Q: Is it safe to use a smartphone near my baby for this purpose?

A:

Because cell phones emit radiofrequency radiation, you should always turn your phone to airplane mode when using it for white noise. Additionally, be sure to silence your phone and place it a safe distance from your baby and never inside their sleep space.

Q: Can I just play white noise on my computer?

A:

White noise can be played on a computer. However, computer speakers tend to produce a “hissy” noise — not like the deeper rumbling tones babies hear in the womb — and may not be as effective.

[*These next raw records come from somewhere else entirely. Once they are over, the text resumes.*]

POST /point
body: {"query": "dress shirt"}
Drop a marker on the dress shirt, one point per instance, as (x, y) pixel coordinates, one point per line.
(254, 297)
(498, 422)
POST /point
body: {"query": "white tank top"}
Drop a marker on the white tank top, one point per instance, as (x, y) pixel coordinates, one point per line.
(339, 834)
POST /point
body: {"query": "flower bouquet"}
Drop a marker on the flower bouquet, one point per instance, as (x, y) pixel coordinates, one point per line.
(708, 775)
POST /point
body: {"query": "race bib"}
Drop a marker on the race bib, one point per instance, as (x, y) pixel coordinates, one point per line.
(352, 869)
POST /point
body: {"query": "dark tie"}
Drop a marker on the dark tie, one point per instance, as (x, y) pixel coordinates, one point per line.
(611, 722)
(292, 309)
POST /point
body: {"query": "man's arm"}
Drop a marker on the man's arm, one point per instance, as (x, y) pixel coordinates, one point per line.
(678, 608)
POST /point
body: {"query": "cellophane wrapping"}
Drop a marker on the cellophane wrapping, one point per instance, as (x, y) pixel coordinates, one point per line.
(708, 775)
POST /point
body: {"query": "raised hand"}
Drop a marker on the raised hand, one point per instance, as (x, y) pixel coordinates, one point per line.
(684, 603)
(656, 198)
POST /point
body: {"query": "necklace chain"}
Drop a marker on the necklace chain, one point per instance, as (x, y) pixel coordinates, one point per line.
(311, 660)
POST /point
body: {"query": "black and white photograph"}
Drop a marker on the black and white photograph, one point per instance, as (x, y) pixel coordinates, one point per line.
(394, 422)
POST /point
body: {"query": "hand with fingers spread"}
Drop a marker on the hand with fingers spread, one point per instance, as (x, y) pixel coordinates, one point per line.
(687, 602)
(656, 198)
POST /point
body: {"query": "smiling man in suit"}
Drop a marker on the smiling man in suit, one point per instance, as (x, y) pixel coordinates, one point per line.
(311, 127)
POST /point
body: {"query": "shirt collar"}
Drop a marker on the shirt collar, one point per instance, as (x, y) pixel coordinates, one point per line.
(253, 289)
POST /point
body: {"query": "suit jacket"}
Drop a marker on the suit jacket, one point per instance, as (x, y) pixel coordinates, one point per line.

There is also the risk that notifications could startle your baby, so you’ll want to be sure all notification alerts are turned to silent.

Q: White noise vs music for babies: which is better?

A:

While music can be very soothing to babies, music can also be too stimulating while babies are sleeping. The frequent changes in pitch and tone are more likely to wake a sleeping baby and are not as helpful in lulling a baby to sleep.

Note: The content on this site is for informational purposes only and should not replace medical advice from your doctor, pediatrician, or medical professional. If you have questions or concerns, you should contact a medical professional.